Так получилось, что вместо одного Власика, полностью отвечавшего за охрану Иосифа Виссарионовича везде: на работе, дома, в дороге, — обеспечивать безопасность вождя должны были трое начальников: Игнатьев, Рясной и тот бесфамильный, который непосредственно возглавлял группу телохранителей. А как известно, чем больше нянек, тем меньше спроса с каждой из них, меньше догляда за дитятей. Как, впрочем, и за пожилым человеком. Кого-то такое положение очень устраивало.
26
Новый, 1953 год начался вроде бы спокойно. Иосиф Виссарионович физически чувствовал себя вполне сносно, умеренно работал, несколько раз пытался бросить курить, наладился режим в питании, в прогулках по заснеженному саду Ближней дачи. Явные успехи во внешней политике и внутри государства располагали к деятельности неспешной и плодотворной.

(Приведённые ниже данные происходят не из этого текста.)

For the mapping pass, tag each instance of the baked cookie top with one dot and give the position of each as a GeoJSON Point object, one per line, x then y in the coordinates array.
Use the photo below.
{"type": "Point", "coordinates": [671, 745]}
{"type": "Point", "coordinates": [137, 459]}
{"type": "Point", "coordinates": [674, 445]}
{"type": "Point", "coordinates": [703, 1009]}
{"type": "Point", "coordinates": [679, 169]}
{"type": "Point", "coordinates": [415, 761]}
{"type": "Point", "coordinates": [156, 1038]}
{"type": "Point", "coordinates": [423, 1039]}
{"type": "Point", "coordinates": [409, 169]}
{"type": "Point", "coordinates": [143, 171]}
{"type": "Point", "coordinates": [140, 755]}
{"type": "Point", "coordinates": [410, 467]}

Советский Союз был самой влиятельной страной, социализм распространялся по всей планете, мы подняли знамя борьбы за мир во всем мире и твердо стояли на этой позиции в противовес хотя бы тем же американцам, которые уже третий год вели агрессивную кровопролитную войну в Корее, клонившуюся к позорному поражению Соединенных Штатов и их сателлитов. Еще сказывались у нас трудности военной разрухи, но по многим экономическим показателям мы вышли на довоенный уровень и даже превзошли его. Быстро росла рождаемость, значительно превышая смертность, а это самый надежный показатель благосостояния народа, уверенности в завтрашнем дне. Частенько ездил я на пригородном паровике по усовской ветке, молча слушал разговоры пассажиров. Бывали всякие высказывания, но в общем смысл был такой: теперь только и жить, лишь бы войны не случилось. Путейский рабочий (шпалы-рельсы менял), помню, радовался: «Жена в деревне, картошка-капуста своя, корову держим, на палочки-трудодни довесок перепадает. Дочка в ремеслухе за казенный счет обута-одета, маляром будет. Сын на заводе, а по вечерам в техникуме, в инженеры метит, не то что я, с таблицей умножения по ликбезу. Ну, мне и так благодать. Отработал, возле вокзала пивная, все чисто, ни соринки на полу, буфетчица в белой кофте. Порция известная: сто пятьдесят с прицепом, с кружкой, значит. Сосиски горячие на блюдечке. Горчица опять же. Выпил, поговорил душевно и — домой с полным удовольствием. И с получкой для жены. И насчет здоровья не жалуемся, каждый год в санаторий или в дом отдыха».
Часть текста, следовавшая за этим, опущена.